Journal of Neuroscience Research 01/2004; 74(6):967-75. · 2.97 Impact Factor
[Show abstract][Hide abstract] ABSTRACT: To define the molecular basis of alcohol drinking behaviors, the effects of voluntary ethanol intake on the expression of Ca(2+)/calmodulin-dependent protein kinase IV (CaM kinase IV) and on the expression and phosphorylation of cAMP responsive element binding protein (CREB) [corrected] in the nucleus accumbens (NAc), central amygdala, and frontal cortex of rats were investigated. Voluntary ethanol intake significantly decreased the expression of CaM kinase IV and CREB phosphorylation but not of CREB protein levels [corrected], specifically in the shell of NAc. These changes were not observed in the core of NAc, central amygdala and frontal cortex.

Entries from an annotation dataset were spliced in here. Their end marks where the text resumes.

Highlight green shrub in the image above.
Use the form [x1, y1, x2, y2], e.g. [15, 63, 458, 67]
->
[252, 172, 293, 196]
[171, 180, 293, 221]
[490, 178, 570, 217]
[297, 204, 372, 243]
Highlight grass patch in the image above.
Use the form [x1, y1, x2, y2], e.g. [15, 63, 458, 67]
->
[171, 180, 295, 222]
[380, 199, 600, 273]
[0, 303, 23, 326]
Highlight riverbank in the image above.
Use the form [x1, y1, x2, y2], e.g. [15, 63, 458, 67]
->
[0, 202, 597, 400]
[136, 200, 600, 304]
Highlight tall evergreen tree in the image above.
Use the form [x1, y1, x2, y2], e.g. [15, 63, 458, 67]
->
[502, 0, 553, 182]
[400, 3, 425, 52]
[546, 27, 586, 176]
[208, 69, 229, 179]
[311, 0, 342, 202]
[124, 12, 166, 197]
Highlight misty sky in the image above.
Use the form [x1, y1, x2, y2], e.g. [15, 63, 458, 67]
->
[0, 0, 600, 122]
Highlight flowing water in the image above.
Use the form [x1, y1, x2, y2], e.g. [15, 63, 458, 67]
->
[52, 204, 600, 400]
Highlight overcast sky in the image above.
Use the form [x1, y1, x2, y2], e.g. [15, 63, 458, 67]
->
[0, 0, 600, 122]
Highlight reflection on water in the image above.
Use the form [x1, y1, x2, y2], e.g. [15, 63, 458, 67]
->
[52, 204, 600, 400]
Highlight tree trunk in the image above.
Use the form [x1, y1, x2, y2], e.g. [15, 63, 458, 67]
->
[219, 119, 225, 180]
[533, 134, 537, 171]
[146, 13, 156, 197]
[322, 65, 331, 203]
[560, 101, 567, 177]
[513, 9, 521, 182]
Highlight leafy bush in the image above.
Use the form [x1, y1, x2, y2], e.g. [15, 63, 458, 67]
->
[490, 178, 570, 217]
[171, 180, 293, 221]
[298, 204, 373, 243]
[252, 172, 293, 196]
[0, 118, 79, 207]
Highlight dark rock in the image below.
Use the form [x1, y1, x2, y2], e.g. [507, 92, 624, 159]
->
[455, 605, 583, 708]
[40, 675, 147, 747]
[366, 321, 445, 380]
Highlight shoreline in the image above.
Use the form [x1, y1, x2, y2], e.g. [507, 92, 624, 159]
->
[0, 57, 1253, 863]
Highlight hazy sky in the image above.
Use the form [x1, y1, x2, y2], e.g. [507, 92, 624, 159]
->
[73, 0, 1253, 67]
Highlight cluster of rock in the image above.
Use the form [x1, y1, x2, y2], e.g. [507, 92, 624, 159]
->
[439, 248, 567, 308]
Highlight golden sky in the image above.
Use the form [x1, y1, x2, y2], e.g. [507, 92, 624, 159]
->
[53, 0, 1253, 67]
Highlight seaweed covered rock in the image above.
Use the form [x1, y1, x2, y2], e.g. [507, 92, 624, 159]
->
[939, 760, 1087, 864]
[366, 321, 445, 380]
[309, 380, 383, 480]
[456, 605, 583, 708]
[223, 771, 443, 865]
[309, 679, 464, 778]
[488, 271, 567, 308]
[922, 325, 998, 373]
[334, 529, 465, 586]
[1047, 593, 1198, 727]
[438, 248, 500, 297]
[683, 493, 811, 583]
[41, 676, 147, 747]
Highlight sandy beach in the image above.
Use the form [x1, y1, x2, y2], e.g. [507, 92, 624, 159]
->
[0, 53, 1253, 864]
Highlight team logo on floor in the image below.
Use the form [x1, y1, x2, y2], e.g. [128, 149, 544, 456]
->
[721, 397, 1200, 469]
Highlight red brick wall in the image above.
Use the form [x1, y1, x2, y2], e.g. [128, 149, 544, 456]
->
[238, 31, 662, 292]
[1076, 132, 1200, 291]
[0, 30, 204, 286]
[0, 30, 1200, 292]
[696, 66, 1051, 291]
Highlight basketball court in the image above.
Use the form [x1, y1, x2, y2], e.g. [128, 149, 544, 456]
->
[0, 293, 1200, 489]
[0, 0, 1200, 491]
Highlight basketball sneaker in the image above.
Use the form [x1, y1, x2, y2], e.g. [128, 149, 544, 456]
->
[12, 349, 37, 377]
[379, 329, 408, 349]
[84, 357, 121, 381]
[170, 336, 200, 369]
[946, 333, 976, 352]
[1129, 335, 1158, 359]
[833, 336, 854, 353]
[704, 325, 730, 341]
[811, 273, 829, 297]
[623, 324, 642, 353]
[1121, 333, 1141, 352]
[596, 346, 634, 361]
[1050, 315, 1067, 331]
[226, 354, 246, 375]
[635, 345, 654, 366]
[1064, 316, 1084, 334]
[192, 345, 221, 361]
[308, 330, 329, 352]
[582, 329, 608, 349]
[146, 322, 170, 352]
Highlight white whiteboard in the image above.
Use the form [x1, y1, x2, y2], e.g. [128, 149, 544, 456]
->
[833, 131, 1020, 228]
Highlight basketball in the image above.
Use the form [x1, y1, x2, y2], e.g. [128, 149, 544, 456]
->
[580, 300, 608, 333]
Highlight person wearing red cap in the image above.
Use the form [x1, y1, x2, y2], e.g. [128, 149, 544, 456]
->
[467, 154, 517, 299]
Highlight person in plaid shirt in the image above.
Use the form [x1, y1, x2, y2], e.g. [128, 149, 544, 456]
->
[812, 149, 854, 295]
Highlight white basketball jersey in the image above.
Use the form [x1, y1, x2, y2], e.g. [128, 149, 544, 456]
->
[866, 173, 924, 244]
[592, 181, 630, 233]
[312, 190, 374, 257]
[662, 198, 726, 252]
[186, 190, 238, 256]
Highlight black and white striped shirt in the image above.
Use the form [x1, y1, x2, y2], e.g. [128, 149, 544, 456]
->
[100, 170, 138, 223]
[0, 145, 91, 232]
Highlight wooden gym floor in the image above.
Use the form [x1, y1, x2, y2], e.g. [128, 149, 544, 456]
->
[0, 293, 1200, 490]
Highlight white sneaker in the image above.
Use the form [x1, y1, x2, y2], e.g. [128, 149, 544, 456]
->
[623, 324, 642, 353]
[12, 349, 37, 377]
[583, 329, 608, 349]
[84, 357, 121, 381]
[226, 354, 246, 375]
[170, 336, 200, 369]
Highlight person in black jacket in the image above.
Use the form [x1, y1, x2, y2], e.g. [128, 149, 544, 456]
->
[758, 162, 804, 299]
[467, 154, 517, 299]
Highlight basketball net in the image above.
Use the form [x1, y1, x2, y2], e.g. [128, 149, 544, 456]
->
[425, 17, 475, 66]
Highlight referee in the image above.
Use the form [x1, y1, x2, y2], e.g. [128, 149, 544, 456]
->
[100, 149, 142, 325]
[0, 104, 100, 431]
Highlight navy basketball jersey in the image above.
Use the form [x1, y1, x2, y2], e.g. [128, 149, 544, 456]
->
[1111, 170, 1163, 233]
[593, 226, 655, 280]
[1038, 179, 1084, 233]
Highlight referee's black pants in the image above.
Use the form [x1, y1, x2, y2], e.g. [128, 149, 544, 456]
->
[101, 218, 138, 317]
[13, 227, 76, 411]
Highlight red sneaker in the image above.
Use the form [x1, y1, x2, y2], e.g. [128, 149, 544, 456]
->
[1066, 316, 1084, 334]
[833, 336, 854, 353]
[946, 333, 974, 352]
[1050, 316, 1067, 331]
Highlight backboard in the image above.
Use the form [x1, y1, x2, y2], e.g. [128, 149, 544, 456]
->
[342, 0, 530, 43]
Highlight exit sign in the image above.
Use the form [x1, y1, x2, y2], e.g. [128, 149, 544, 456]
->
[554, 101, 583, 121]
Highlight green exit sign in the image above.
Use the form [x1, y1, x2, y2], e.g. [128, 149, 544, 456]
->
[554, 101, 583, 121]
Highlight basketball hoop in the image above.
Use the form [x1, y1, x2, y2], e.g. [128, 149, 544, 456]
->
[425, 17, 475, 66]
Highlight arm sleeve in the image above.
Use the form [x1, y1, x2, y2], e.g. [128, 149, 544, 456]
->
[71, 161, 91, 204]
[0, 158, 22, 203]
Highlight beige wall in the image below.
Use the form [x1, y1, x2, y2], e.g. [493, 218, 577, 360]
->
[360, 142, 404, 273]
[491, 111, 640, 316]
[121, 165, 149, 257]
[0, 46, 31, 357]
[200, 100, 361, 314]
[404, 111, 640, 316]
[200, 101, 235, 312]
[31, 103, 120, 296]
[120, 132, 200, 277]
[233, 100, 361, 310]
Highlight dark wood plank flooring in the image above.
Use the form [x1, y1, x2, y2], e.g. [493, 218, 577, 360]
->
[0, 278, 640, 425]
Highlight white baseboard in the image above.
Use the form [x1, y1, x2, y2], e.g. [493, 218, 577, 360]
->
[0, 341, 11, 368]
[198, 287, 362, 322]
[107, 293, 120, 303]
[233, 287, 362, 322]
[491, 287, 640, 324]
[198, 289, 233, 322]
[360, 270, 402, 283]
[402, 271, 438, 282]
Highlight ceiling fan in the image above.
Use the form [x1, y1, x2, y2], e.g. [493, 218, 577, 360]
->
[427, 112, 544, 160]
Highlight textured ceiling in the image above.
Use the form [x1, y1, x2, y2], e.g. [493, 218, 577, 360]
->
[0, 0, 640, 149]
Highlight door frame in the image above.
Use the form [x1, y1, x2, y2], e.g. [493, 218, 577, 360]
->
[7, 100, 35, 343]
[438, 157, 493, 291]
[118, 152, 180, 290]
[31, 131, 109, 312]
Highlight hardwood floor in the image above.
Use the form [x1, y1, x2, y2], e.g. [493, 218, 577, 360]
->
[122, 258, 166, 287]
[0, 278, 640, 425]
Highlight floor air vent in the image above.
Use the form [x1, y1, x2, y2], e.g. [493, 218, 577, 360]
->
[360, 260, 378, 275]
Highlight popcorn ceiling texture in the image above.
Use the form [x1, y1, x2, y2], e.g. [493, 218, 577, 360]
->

Mianserin treatment significantly attenuated ethanol intake and antagonized the voluntary ethanol-induced reduction in expression of CaM kinase IV and CREB phosphorylation in the shell of NAc. This is the first evidence to suggest that decreased CaM kinase IV-dependent CREB phosphorylation in the shell region of NAc may play a role in the reward mechanisms of alcohol drinking.